Editor's note: Michael Oh, executive director/CEO of the Lausanne Movement, was a member of the official delegation of Christian leaders at today's memorial service for Nelson Mandela in South Africa.
Spontaneous shouts of "Tata Madiba!" in chorus of voice and body spread like waves throughout the stadium long before Nelson Mandela's memorial service even began today in South Africa.
I turned to the Archbishop of Johannesburg to ask what they were saying. "They're chanting his name, 'Father Madiba,' " he said with a smile.
Mandela was more than a hero to the South African people. He was the father of the new South Africa. Mandela defiantly resisted the oppression of apartheid that he believed should not be until it was no longer. And a new nation was born.
So why should Christians care?
We should care because God cares. God cares about race and racism. God cares about unity and division. God cares about justice and injustice.
Today is UN Human Rights Day. Some may sneer and say that non-Christians focus too much on causes like human rights because they don't understand eternal perspective. But shouldn't Christians who understand the dignity of people made in the image of God care more about human rights than others?

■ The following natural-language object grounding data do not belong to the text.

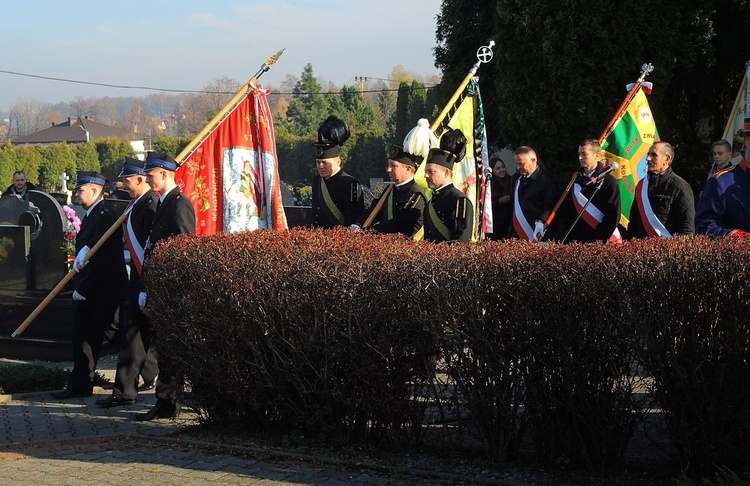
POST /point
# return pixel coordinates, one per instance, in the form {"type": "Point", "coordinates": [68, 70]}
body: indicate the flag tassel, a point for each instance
{"type": "Point", "coordinates": [646, 69]}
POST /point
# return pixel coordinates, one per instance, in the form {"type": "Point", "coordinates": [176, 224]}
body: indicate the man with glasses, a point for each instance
{"type": "Point", "coordinates": [664, 204]}
{"type": "Point", "coordinates": [20, 186]}
{"type": "Point", "coordinates": [135, 328]}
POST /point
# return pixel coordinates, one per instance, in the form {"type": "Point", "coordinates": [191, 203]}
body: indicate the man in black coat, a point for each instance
{"type": "Point", "coordinates": [401, 212]}
{"type": "Point", "coordinates": [336, 196]}
{"type": "Point", "coordinates": [174, 216]}
{"type": "Point", "coordinates": [449, 214]}
{"type": "Point", "coordinates": [600, 216]}
{"type": "Point", "coordinates": [98, 285]}
{"type": "Point", "coordinates": [135, 332]}
{"type": "Point", "coordinates": [664, 203]}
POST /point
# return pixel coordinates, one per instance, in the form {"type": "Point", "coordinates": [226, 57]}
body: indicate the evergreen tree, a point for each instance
{"type": "Point", "coordinates": [56, 159]}
{"type": "Point", "coordinates": [111, 152]}
{"type": "Point", "coordinates": [560, 68]}
{"type": "Point", "coordinates": [7, 165]}
{"type": "Point", "coordinates": [87, 157]}
{"type": "Point", "coordinates": [308, 107]}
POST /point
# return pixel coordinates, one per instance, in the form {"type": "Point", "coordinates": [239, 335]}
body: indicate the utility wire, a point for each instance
{"type": "Point", "coordinates": [149, 88]}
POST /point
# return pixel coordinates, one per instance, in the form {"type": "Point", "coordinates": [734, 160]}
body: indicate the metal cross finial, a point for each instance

Nelson Mandela was an imperfect man.
Anyone who wants to find flaws in his life and put them on display will find them. But one lesson that rang deeply in my heart today was that we all have something to learn from him. Until I endure years of imprisonment, I'll at least hesitate before making him an easy target for criticism. And I only wish for myself and other Christians to live as courageous and conviction-filled a life as his, whether for earthly or heavenly causes. To live sparingly for the right cause with the right theology is nothing to be proud of.
What else did I learn from today?
Today's memorial sharply reminded me of the need for gospel proclamation (missio dei) to go hand in hand with the common struggle for justice and human dignity (imago dei). As a friend said, "Until someone has heard the gospel, they haven't heard the gospel."
The joy of such gospel sharing includes the confidence that the gospel transforms people and that gospel-transformed people can transform a society for its good and for its best.
Some of the South African church leaders I spoke with throughout the day believe that the Lord is calling them afresh to be a prophetic voice in their society. There is a huge vacuum of leadership in South Africa with Mandela's passing. That vacuum will be filled sooner or later by someone.
May the church of South Africa be the one that provides the voice and life that inspires their nation mourning the passing of their Moses.
Today's service was actually quite remarkable for the high degree of acceptance and openness by the South African government of Christian leaders in a nation that is becoming more and more like the secularized West.
South African pastors were pleasantly surprised.
After a frantic process of accrediting various religious leaders, a group of 20 of us, mainly pastors and ministry leaders, were given permission to sit on the platform with the Mandela family. Unfortunately, our escorts never appeared and there were conspicuously empty white chairs to the left of the family.
But there seems to be hope for a new season of the church in South Africa as they stand on the banks of the Jordan, in a sense, ready to enter new and unknown territory and opportunities.
And finally, I have to admit that today also left me wanting for more.
As I heard superlative after superlative heaped on Nelson Mandela, I couldn't help but think, Is there not more to reconciliation than the realization of Ubuntu (the South African idea of human interconnectedness)? Is there not more to reconciliation than the end of apartheid, as valid and vital as that is?
As Christians, the answer Scripture offers is—yes.
Therefore, if anyone is in Christ, he is a new creation. The old has passed away; behold, the new has come. All this is from God, who through Christ reconciled us to himself and gave us the ministry of reconciliation; that is, in Christ God was reconciling the world to himself, not counting their trespasses against them, and entrusting to us the message of reconciliation. Therefore, we are ambassadors for Christ, God making his appeal through us. We implore you on behalf of Christ, be reconciled to God. For our sake he made him to be sin who knew no sin, so that in him we might become the righteousness of God. (2 Cor. 5:17-21)
All aspirations and efforts toward human reconciliation are God-given longings for the realities of reconciliation expressed in 2 Corinthians 5. If Mandela can inspire a handshake between presidents Obama and Castro, what glorious, newsworthy reconciliation can the gospel inspire and bring to reality in your life and in this world?
But it is a reconciliation that demands our appeal, our imploring of people to be reconciled to God. There is a message, a powerful message to be shared. Anything short of that lacks the lasting and eternal impact we all desire.
As the new CEO of The Lausanne Movement, I have a lot to learn.
I've learned more about South Africa in a day than I could have learned in months. I'm learning about leaders both living and gone. I'm learning to be humbly mindful of what I can learn from nearly anyone. And I'm learning that our earthly lives and earthly efforts for earthly causes can not only be worthwhile endeavors, but that such earthly lives can also beautifully display the full reconciling and transformative power of the gospel, if we'll be faithful to share clearly its good news.